Single Parent v. Two-Parent Hosueholds

     The number of single parent households (the majority of which does not include the fathers) continues to increase. The two-parent families as we once knew them seem to be dwindling, especially among the poor and middle class. And while the mothers have always been considered as the backbone of the family, the number of fathers who were once labeled as the providers of the family are getting more and more scarce. Whether it be due to genocide, disenfranchisement or lack of responsibility, these fathers are nowhere to be found.
     However, despite these gruesome truths, as single parents, we dare the system, society or the world to think we are helpless, hopeless and incapable of raising our young. Granted, there are some mothers and fathers out there who should not become parents, but the majority of us end up producing some of the most dynamic, successful and loving young adults in our country today. In fact, I would dare to say that many of these extraordinary creators, pioneers and leaders are products of single-parent households where prayer and faith are the adhesives that hold the home together.
     In fact, you might be surprised to learn that two-parent families may be in more trouble than the single parent households when it comes to engaging, shaping and staying involved in the lives of their young. Now I’m not saying that this is the case in all two-parent households (especially the ones with God in their lives), but there is some truth to it. This may be especially true in some upper class families. They may tend to be too busy trying to maintain their lives, their homes and their jobs that their offspring suffer in some ways. Their children may go without the love, guidance, teachings of perseverance and hope that so many of us single parents try to offer our children in order to remain out of the streets where barbaric and ugly behavior runs rampant.
     On the other hand, single parents may be just as busy as those who are well off, but there is more sharing and interaction between parent and child in all aspects of maintaining a healthy lifestyle in the single-parent families, whether it be chores, homework or the upkeep of the home. There is no caregiver to watch the child while the grocery shopping and other chores get done. Everything is done by the single parent, or things get done in a collaborative effort between parent and child.
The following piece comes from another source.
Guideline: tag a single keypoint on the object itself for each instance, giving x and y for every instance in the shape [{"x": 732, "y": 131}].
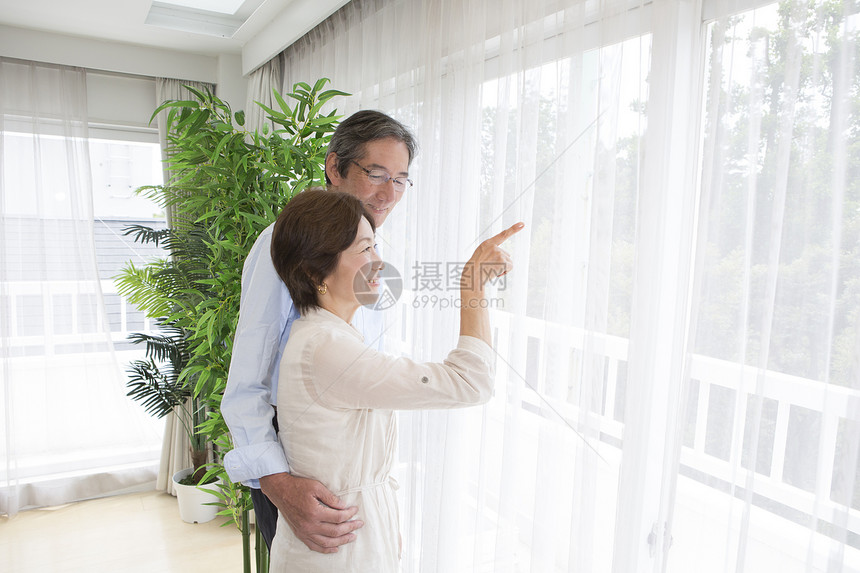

The well-off couple may be fortunate enough to hire a nanny while the shopping gets done, whereas, the single parent goes without this amenity.
     At one point in time, I found that outside of the church and the extended family, there was not a huge amount of positive support for single parents, especially those who are older or nearing middle age. Today, however, the single parent can find a wealth of knowledgeable, supportive and helpful information on the Internet. If she or he does not own one, every public library I know now does.
     But faith is what sustains us. Without faith and hope there is no future. Without a doubt, faith is the substance (or the assurance or confirmation) of things that you hope for, and it is the evidence (or proof) of things that you haven't even seen (or placed in reality) yet. (Heb 11:1). Faith sustains us. Living without faith can be hazardous to our health and well-being.